蒋司籍刚摔伤那天,她并未亲自前去,只是派丫鬟去探望了一番。这本也没什么,毕竟国公府都派人送了大夫和补药,礼数全了,她这个国公夫人没必要亲自往蒋家跑一趟,蒋家的人更不可能有这样不切实际的幻想。
但这都好几天过去了,她忽然带着贺兰佩和卢朔上门,反倒显得过于郑重,并且还来晚了。况且蒋家宅子不大,本就住了三代人,若再带着一大群人过去,只怕要塞得满满当当,场面也过于混乱。
不如就让两个小辈去,显得没那么正式,还更能凸显出是这两个孩子自己懂事,并非她这个大人强迫。
于是章宜珠考虑片刻,改口道:“罢了,蒋司籍也不想看我,是想看你们两个小辈。去的人太多,也影响人家休息。我等会儿挑几个健壮的护院,护送你们一起去蒋家。卢朔、紫苏,你们务必要照顾好佩儿。”
贺兰荣:“啊,娘,你也不去了吗?”
章宜珠:“我不去了,去了还得麻烦他们一家人。”
贺兰昌看着贺兰佩,蛊惑道:“佩儿,要不要哥哥们陪你一起去?若是怕麻烦蒋家的人,我们可以不进去,他们也不知道我们来了。等看完蒋司籍,时间还早,我们还可以在路上随便溜达一会儿。”

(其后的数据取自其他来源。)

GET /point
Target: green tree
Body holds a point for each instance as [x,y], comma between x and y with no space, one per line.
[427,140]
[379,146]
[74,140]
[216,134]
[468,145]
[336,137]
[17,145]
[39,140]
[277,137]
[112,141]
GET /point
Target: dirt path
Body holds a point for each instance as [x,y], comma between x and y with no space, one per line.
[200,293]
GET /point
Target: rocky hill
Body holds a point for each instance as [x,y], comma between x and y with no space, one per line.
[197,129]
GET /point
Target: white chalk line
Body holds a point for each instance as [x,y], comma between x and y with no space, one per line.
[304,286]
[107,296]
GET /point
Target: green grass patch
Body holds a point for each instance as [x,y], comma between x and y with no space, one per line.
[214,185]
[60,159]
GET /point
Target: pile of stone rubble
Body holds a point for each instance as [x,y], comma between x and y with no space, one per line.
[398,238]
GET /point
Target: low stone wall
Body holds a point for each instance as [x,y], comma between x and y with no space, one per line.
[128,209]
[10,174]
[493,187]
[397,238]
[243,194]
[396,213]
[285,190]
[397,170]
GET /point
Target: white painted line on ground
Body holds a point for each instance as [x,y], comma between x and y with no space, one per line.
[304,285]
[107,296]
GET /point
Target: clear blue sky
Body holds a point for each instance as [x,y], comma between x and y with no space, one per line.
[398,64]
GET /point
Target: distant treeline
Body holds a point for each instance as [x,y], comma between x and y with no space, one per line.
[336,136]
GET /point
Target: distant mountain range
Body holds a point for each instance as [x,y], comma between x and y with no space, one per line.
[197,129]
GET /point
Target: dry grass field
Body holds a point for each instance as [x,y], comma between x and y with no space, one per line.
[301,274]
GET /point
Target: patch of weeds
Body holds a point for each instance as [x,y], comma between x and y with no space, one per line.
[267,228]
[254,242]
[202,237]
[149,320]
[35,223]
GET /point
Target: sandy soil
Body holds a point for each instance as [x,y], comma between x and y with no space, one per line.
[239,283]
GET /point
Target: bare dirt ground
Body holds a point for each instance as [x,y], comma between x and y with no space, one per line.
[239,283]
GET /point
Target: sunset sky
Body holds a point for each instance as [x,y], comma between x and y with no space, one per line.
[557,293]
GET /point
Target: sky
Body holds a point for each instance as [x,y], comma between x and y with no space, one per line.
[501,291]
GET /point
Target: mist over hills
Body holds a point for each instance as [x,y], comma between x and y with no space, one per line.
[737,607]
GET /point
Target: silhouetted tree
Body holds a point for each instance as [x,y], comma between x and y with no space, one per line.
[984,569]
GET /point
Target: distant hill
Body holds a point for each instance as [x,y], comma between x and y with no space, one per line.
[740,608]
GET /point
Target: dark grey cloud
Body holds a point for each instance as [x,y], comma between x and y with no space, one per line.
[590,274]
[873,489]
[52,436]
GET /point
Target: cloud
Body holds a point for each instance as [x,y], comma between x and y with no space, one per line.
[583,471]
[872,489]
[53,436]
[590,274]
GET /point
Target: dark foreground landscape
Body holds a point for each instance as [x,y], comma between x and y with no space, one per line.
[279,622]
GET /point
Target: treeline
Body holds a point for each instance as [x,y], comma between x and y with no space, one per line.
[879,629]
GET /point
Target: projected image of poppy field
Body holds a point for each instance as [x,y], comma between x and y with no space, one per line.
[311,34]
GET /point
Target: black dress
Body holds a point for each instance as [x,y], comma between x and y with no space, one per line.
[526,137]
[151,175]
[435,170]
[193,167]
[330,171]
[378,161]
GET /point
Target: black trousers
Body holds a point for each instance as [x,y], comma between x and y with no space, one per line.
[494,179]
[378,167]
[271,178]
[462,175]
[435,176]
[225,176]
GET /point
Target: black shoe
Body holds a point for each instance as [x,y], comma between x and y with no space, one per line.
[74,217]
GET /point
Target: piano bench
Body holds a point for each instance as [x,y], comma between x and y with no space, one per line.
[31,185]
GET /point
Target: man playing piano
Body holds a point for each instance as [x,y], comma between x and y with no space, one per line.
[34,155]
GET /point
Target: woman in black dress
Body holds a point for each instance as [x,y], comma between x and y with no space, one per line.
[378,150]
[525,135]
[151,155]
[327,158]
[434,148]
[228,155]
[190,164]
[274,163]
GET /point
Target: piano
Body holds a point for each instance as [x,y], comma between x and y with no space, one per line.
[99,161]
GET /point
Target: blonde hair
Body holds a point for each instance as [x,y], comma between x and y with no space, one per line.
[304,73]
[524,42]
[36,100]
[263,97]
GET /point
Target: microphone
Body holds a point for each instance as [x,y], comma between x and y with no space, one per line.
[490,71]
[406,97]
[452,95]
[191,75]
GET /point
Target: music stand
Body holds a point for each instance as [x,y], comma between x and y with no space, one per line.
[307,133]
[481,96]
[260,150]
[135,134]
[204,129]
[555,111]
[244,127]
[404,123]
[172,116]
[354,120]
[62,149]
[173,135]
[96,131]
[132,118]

贺兰佩急忙摇头,仿佛是生怕他们自作主张,摇得还很用力。
她虽然很多年没有出过门了,心里也十分忐忑,但是……但是真的没必要出动家里这么多人!搞得她压力好大!
也幸好爹和大哥都在忙于公务,不然只怕是他们也得出动!
章宜珠伸出手,轻轻摸了摸她的脸颊。
“好佩儿。”她的声音里有一丝不易察觉的哽咽,“你和卢朔一起去看蒋司籍,她一定会很高兴的。我让马车驶慢些,你路上也可以看看风景,好吗?”
贺兰佩抿唇,点头。
“紫苏,去给小姐重新梳下头吧,有些乱了。”章宜珠松开了女儿,柔声道。
紫苏应声,对贺兰佩道:“小姐,走吧。”
贺兰佩看了一眼章宜珠,和紫苏走了。
走了几步,又回头看了一眼,章宜珠还站在那儿,冲自己微微地笑。